# Week 7 - Reading and Writing Files

This week we're going to look at how to get your data in and out of Python. If you're analysing data, moving files around, or saving your output for later - Python has some clever tools to allow this to happen.

It may sound obvious, but all the files on your computer are just bytes, and readable by Python in one way or another. The file format should have a specification that defines how the file is organised; sometimes this can give away some interesting properties. For example, if you change the extension on a Word document file to `.zip`, you'll find that it's actuall just a zip folder of `.xml` files!

Later on in your programming journey, you might have to study and/or write these filetype specification (I have!). In this session, we'll look at some of the easiest to work with - text files, csv and json files. The file types used in programming applications are usually pretty simple and human readable anyway!

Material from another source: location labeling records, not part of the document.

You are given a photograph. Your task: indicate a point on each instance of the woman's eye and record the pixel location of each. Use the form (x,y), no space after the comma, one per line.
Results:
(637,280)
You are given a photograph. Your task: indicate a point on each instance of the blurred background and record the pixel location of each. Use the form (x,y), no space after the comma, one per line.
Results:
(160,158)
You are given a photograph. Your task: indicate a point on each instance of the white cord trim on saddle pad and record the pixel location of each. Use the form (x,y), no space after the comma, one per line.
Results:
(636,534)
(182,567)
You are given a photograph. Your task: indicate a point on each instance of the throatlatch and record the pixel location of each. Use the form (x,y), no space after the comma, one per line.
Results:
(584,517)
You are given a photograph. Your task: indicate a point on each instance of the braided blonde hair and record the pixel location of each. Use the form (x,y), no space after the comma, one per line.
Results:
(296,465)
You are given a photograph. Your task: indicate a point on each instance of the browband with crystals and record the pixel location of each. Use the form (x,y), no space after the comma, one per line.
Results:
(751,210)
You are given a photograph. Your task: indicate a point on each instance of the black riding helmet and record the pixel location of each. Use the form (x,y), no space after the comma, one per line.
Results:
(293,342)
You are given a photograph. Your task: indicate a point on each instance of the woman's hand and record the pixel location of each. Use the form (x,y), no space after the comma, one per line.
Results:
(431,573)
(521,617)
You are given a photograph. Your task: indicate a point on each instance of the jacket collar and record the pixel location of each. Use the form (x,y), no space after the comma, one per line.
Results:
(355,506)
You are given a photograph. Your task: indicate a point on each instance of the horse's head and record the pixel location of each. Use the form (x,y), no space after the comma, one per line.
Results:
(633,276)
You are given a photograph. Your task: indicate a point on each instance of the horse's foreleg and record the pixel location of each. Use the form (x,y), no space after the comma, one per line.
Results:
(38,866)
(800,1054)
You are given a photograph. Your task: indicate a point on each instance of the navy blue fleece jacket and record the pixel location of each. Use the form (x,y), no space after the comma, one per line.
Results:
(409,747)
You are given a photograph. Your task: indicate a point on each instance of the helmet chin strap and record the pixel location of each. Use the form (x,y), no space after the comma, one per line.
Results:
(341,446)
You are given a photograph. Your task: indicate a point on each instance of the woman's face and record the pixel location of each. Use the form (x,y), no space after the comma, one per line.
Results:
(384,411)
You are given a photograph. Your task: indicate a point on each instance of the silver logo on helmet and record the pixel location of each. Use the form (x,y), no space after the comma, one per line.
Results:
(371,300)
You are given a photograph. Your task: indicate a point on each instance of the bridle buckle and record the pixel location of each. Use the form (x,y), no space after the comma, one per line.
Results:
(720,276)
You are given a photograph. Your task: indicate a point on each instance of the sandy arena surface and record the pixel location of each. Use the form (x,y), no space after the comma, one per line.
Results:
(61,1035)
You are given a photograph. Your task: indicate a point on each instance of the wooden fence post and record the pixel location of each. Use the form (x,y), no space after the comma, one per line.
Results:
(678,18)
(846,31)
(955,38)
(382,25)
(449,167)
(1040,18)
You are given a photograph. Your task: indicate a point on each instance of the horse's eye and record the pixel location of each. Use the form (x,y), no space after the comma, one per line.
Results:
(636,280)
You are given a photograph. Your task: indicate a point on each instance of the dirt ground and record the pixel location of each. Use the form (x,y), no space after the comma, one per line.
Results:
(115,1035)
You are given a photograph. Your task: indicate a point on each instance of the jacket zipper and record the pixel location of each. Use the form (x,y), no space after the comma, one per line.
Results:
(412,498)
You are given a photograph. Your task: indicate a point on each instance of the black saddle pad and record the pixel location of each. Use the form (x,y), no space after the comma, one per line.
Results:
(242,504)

## Vanilla Python Reading and Writing of Data

Without any external packages, we have a few options for opening files in Python. The following syntax used to be the way to do it:

SAM NOTE: In the session, time for a `!wget` intro! Otherwise how are the students going to get the files 🤔

In [1]:
my_file = open("./hello.txt")

data = my_file.read()
print(data)

my_file.close()

Hello world!

This is a test document for the Practical Python course.


Simple right? It's just a case of using the `open` function to read the data into Python, calling the `.read()` function to get the data into a Python object, printing it, then closing the file.

We have one problem however - it's very easy to forget to close the file at the end of opening it! This can cause multiple problems - the most obvious being running out of resources (imagine opening accidently opening 1000 files at once instead of one at a time!). Therefore, it's best practice to use the following syntax:

In [2]:
with open("./hello.txt") as my_file:
    data = my_file.read()
    print(data)

Hello world!

This is a test document for the Practical Python course.


The two code snippets above are identical - one just auto-closes the file for us after we're done!

### A Note About Absolute vs Relative File Paths

In all of programming, we have two kinds of filepaths - absolute and relative. 

*Absolute* filepaths give the full location of the file - for example, `C://Users/stmball/Documents/Code/Continuing Education/Fundamentals/Week 7 - Reading and Writing Files/hello.txt`. This is the full location of the file - however as you can see, in a well organised system may be a bit unwieldy.

*Relative* filepaths give the location of the target file relative to the file you're currently in. For example, as this file is in the same folder as `hello.txt`, we can either reference it just by the filename or by `./hello.txt`. Two rules for relative filepaths are that `./` refers to the current folder and `../` refers to the parent folder - so I can sneakily navigate my filesystem by chaining `../` and folder names together!

### A Note on File Permissions

On your operating system, it's extremely likely you have different file permission for different users and user groups - for example some system files will only be readable and writable by administrators (or the `root` user), whereas other files might be read-only for all users. As such, we need to tell Python what we are doing with the file we are opening. By default, Python opens the file in read mode - meaning we can view the file but not write to it. It's also good practice to only give Python the minimum permissisons it needs for working with files to avoid overwriting data!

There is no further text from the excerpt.